Canada’s annual inflation rate cooled to 2.2% in October, helped by lower gasoline prices, easing food costs, and a slowdown in mortgage interest charges, according to data released by Statistics Canada on Monday. Analysts had expected a slightly larger decline to 2.1%. Excluding the impact of the government’s removal of the carbon levy on gasoline, annual CPI still rose 2.7%, down from 2.9% in September.
A sharper monthly decline in gasoline prices drove much of the easing, with fuel costs falling 9.4% year over year in October compared to a 4.1% drop in September. Food inflation also decelerated, rising 3.4% annually after climbing 4.0% the previous month, although grocery prices have now outpaced overall inflation for nine straight months. Mortgage interest costs rose 2.9% annually — their first time below 3% in more than three years — while rent inflation accelerated above 5%.

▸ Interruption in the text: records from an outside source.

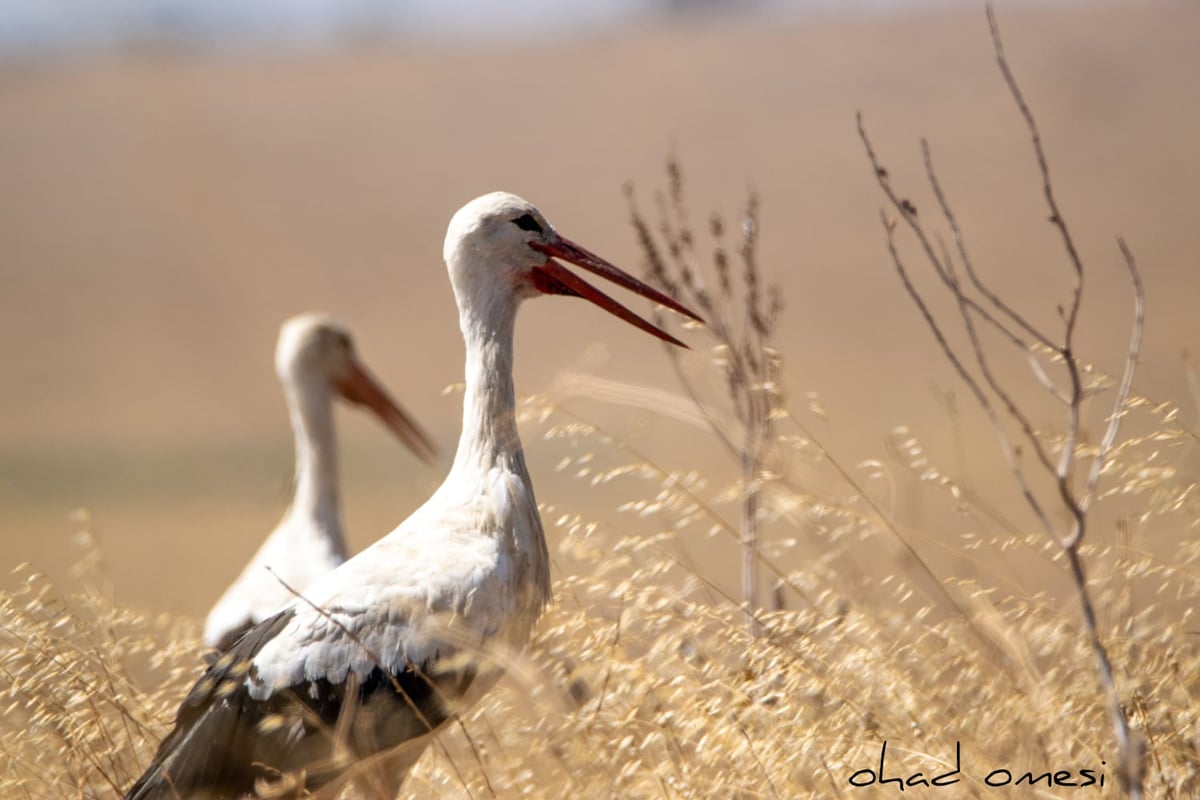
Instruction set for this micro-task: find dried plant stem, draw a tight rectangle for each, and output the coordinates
[858,5,1145,800]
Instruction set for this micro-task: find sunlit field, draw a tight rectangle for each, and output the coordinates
[0,4,1200,800]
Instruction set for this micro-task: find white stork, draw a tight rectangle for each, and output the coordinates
[126,192,700,800]
[204,313,436,650]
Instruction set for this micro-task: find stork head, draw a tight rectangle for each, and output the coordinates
[275,313,437,463]
[443,192,703,347]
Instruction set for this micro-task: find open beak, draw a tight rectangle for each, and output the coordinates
[334,357,437,464]
[529,234,704,348]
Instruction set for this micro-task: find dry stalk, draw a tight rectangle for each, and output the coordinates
[858,5,1145,799]
[626,165,784,632]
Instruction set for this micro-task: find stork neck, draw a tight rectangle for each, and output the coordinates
[452,300,524,473]
[286,381,342,537]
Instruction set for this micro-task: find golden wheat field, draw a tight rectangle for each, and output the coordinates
[0,2,1200,800]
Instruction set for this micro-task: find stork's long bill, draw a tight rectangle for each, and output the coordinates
[529,233,704,348]
[334,357,437,464]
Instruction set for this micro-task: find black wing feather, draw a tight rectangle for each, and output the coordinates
[125,609,475,800]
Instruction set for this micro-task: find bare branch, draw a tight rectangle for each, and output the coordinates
[1079,237,1146,512]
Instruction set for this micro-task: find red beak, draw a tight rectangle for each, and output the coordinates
[529,234,704,348]
[334,357,437,464]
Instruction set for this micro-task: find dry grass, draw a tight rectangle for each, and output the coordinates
[0,391,1200,798]
[0,7,1200,799]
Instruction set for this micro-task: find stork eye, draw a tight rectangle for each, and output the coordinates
[512,213,546,234]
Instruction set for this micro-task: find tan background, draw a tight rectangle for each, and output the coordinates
[0,2,1200,613]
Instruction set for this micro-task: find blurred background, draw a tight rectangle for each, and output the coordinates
[0,0,1200,614]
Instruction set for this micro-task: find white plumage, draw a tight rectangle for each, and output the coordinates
[127,192,698,799]
[204,313,434,650]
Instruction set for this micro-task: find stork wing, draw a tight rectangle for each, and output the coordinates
[126,603,475,800]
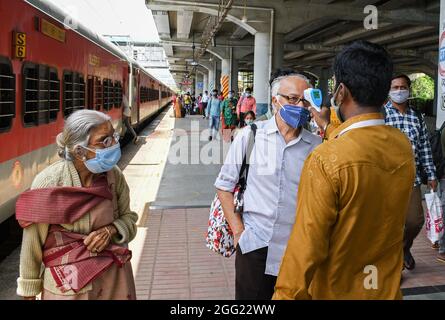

Core inflation measures also showed signs of cooling. CPI-median eased to 2.9% from a revised 3.1% in September, while CPI-trim edged down to 3.0%. The inflation slowdown is expected to reinforce the Bank of Canada’s decision to pause rate cuts, keeping its policy rate at 2.25% next month. Following the data release, the Canadian dollar slipped slightly to 1.4030 against the U.S. dollar, and two-year government bond yields dipped 1.4 basis points to 2.437%.